Parole/Probation ViolationsMarch 13, 2013 11:05 pm
Concord Defense Lawyers
Under New Hampshire criminal law there is a difference between parole and probation. Pursuant to RSA 651:2 a judge may impose probation for a felony or misdemeanor in addition to, or instead of, actual incarceration. A person placed on probation will be supervised by a probation officer and subject to various rules which will often include such things as regular reporting to the probation officer, drug testing, mandatory counseling, no new criminal conduct, and travel restrictions. These are just some of the most common rules and the probation officer can also impose additional rules depending on the particular case.
If the probation officer accuses a defendant of violating the rules the defendant will be brought back to court for a hearing. If the judge finds that there has been a violation, he can impose a sentence up to a maximum punishment for the underlying offense. For example, if a defendant is sentenced to probation for a class B Felony that carries a maximum sentence of 3.5-7 years in prison and violates probation, he can be resentenced up to 3.5-7 years in prison. He will get no credit for the time he spent on probation without committing a violation.
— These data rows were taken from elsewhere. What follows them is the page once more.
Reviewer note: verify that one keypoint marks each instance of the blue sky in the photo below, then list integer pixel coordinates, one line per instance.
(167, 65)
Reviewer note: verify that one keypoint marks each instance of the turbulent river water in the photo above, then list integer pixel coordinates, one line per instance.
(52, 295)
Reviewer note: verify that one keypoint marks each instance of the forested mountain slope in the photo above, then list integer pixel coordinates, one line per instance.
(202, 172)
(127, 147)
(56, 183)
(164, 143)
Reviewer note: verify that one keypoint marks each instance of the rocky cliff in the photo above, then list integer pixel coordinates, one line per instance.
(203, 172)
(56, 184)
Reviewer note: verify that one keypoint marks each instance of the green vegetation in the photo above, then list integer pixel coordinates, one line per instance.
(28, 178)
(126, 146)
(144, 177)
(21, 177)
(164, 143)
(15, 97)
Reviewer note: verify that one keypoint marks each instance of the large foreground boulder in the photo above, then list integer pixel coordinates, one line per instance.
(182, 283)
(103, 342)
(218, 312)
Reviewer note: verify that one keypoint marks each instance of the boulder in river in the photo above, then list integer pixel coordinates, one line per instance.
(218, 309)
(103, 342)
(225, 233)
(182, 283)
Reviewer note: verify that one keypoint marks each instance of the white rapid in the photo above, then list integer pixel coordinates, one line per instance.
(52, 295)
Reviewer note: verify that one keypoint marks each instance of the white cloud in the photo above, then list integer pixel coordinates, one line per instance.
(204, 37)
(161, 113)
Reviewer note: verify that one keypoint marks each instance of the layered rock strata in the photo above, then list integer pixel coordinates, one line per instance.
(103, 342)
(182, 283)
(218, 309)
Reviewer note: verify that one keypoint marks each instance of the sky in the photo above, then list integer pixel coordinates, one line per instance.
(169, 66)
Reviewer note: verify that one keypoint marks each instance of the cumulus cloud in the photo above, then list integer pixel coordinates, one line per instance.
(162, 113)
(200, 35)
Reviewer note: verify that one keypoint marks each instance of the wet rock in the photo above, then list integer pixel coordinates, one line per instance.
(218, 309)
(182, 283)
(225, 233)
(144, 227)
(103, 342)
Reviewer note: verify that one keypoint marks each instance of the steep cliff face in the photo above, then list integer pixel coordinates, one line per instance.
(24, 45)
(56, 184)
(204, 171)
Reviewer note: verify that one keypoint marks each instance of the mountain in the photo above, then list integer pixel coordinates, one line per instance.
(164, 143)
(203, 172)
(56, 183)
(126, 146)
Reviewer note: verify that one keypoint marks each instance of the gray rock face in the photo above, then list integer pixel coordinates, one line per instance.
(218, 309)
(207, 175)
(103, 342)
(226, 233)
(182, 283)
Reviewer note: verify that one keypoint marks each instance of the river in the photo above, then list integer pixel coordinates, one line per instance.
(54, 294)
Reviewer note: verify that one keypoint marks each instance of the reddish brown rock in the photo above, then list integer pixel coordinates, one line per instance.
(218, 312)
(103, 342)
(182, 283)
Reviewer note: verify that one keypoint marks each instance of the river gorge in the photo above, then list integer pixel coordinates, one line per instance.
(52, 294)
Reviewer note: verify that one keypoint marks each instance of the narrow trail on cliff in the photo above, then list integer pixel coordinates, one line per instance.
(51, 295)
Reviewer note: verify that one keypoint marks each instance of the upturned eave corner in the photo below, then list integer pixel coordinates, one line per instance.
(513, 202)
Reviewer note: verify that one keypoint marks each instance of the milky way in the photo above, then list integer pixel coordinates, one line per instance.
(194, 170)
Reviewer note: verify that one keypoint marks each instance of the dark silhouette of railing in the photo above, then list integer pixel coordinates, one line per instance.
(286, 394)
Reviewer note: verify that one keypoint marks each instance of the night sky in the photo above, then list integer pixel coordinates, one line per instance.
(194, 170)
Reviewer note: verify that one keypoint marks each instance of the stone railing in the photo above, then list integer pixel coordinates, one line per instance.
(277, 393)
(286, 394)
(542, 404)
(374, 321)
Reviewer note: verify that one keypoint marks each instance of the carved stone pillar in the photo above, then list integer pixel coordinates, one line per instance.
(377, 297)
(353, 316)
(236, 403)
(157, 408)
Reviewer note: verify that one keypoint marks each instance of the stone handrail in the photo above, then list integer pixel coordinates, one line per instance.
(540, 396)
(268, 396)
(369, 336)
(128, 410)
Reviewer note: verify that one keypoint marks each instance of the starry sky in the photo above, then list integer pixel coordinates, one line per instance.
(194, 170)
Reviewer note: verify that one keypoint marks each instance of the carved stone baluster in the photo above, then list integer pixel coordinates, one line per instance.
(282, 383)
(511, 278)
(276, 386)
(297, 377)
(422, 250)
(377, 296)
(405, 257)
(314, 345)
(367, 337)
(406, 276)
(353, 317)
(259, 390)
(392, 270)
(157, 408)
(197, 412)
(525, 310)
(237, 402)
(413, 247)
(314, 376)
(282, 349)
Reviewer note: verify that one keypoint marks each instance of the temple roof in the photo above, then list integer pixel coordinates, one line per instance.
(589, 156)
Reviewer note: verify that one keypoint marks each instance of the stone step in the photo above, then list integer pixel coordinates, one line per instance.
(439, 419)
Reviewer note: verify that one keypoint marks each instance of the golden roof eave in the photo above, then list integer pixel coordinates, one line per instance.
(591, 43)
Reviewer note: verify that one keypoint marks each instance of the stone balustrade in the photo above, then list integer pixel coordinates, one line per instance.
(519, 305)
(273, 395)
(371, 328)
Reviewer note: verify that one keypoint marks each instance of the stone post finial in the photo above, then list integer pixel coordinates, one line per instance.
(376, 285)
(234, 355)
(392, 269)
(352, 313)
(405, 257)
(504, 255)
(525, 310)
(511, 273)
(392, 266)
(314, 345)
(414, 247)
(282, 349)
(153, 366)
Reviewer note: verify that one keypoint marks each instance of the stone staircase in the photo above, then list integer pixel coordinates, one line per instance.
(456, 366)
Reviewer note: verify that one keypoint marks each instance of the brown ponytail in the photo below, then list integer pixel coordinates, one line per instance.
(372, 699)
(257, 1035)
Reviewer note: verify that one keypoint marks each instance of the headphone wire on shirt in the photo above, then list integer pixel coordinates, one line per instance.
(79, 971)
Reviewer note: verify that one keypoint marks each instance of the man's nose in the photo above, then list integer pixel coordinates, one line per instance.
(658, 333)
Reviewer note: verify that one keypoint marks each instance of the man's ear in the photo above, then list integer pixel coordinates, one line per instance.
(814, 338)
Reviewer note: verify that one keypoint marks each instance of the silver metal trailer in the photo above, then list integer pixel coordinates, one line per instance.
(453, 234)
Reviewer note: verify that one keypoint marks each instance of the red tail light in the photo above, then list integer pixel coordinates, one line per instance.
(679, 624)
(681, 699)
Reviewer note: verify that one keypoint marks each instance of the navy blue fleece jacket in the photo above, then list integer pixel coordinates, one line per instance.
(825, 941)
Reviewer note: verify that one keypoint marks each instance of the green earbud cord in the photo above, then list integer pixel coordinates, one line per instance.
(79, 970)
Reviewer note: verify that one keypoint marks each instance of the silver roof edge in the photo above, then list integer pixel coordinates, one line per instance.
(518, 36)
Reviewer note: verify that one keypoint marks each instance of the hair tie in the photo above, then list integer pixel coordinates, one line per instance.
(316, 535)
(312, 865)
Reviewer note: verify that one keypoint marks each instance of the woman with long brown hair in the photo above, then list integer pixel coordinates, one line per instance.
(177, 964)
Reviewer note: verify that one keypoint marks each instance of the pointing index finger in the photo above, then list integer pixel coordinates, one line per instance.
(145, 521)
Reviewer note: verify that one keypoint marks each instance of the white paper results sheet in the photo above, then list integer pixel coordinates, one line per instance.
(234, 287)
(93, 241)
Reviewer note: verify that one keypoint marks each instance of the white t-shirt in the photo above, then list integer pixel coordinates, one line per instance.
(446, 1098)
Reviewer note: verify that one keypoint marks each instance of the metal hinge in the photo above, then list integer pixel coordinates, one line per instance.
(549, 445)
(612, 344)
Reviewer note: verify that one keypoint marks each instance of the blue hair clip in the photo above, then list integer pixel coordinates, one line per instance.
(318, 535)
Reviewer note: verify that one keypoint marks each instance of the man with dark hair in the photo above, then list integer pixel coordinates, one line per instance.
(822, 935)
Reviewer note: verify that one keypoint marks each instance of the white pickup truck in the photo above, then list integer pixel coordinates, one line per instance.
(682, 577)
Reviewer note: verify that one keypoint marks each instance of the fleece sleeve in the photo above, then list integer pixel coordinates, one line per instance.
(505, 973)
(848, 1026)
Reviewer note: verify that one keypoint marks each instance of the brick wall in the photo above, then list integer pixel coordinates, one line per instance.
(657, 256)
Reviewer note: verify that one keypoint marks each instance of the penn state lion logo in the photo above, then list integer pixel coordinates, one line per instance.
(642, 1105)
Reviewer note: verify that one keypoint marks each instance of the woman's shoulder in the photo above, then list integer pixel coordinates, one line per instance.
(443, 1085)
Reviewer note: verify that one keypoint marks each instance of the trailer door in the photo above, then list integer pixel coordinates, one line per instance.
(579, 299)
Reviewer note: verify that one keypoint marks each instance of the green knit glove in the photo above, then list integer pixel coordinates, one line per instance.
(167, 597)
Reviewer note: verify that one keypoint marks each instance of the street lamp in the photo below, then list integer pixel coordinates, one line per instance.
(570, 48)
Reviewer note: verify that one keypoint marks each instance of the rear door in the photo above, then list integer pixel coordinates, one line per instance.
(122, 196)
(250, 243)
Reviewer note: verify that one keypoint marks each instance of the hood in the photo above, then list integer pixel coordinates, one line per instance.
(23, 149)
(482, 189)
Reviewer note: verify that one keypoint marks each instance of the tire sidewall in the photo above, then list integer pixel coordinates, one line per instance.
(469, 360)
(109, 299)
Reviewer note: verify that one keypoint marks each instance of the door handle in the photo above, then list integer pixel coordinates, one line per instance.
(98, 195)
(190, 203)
The laws on parole are spelled out in RSA 651-A. The key differences between probation and parole is in how a defendant comes to be placed on parole and the consequences for a violation. Defendants who are sentenced to prison will generally be released and placed on parole. If the parolee is accused of a violation he will be brought back before the parole board for a hearing and if he is found in violation the board will send the person back to serve either a portion or the remainder of his prison sentence. The person will get credit for each day he spent on parole without a violation against his maximum sentence.